Melih Altınok’un esprisine esprili bir yanıt – Faruk Bildirici

Yanılmışım, Melih Altınok, Cumhurbaşkanı Erdoğan’ın kendisini gazetecilere alkışlatmasını “görmezden gelmemiş”, “sadece önemsemediği” için bu konuya değinmemiş! Sabah’taki yazısında böyle yanıtlıyor tutarsızlık eleştirimi.

    Aslında Altınok, “önemsememek” ile kalmıyor Cumhurbaşkanı Erdoğan’ın gazetecilerden alkış istemesini, oradaki bazı gazetecilerin de onu alkışlamasını. “Zira salondaki meslektaşlarımız, ülkenin Cumhurbaşkanı’nın kendilerine takılmasına alkışla reaksiyon gösteriyorlar, o kadar” diyerek iki tarafın davranışını da doğal görüyor, savunuyor.

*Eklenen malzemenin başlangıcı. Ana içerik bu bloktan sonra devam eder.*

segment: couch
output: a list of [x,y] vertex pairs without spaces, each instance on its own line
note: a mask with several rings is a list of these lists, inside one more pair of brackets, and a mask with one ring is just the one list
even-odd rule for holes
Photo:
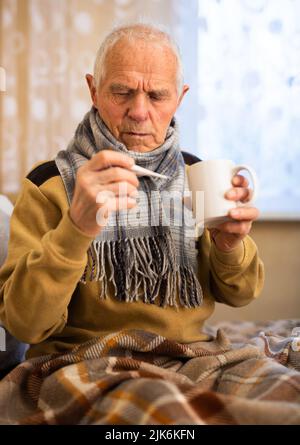
[[[7,255],[9,219],[13,205],[0,195],[0,267]],[[24,360],[27,345],[14,338],[0,323],[0,379]]]

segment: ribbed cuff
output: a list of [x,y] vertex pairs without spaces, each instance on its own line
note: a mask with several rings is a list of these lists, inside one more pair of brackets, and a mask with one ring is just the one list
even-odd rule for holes
[[231,252],[223,252],[212,242],[212,255],[222,264],[227,266],[240,266],[245,258],[244,240]]
[[50,235],[52,249],[71,261],[85,261],[86,252],[93,239],[73,223],[69,212],[65,213]]

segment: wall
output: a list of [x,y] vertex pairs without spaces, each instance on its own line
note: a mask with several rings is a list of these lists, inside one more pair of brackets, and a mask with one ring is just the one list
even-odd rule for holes
[[145,17],[172,29],[178,0],[0,0],[0,193],[66,148],[91,107],[85,74],[114,25]]
[[300,318],[300,222],[258,221],[251,236],[265,264],[264,290],[243,308],[217,304],[210,321]]

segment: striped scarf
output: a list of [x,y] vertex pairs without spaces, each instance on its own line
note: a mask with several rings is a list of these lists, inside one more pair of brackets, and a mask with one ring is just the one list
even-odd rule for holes
[[69,203],[77,169],[95,153],[108,148],[126,153],[137,165],[169,179],[139,178],[137,206],[109,215],[107,225],[89,248],[81,281],[101,281],[100,298],[107,297],[111,283],[120,301],[143,301],[162,307],[201,305],[192,216],[183,205],[187,180],[175,119],[163,145],[139,153],[127,150],[116,140],[92,107],[67,149],[55,159]]

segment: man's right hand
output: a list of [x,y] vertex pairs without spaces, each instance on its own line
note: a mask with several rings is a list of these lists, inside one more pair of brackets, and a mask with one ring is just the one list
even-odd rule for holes
[[[133,165],[129,156],[103,150],[78,169],[70,217],[82,232],[95,237],[105,226],[109,213],[136,206],[139,181],[130,171]],[[97,222],[99,209],[105,217],[101,218],[101,225]]]

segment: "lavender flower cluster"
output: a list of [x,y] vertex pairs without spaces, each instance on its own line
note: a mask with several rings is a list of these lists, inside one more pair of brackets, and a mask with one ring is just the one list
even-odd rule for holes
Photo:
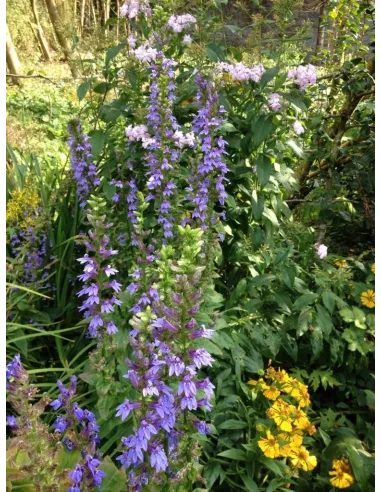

     Oysa Altınok’un atladığı bir yanı var bu meselenin. Cumhurbaşkanı Erdoğan, aynı zamanda bir siyasi kişilik. Onu alkışlayan gazeteciler, sadece Cumhurbaşkanını değil, AKP Genel Başkanı’nı da alkışlamış oluyorlar.

    Altınok’un, Erdoğan’ın “espri yaptığı” ve “gazetecilere takıldığı” gerekçesi de dayanaksız. Erdoğan, o basın toplantısında “doğalgaz müjdesi”ni açıklıyor, ardından da “Basın mensupları da hiç alkışlamıyor ha. Yanlış iş mi yaptık?” diyerek alkış istiyor. Espri, “Yanlış iş mi yaptık” cümlesinin neresinde acaba?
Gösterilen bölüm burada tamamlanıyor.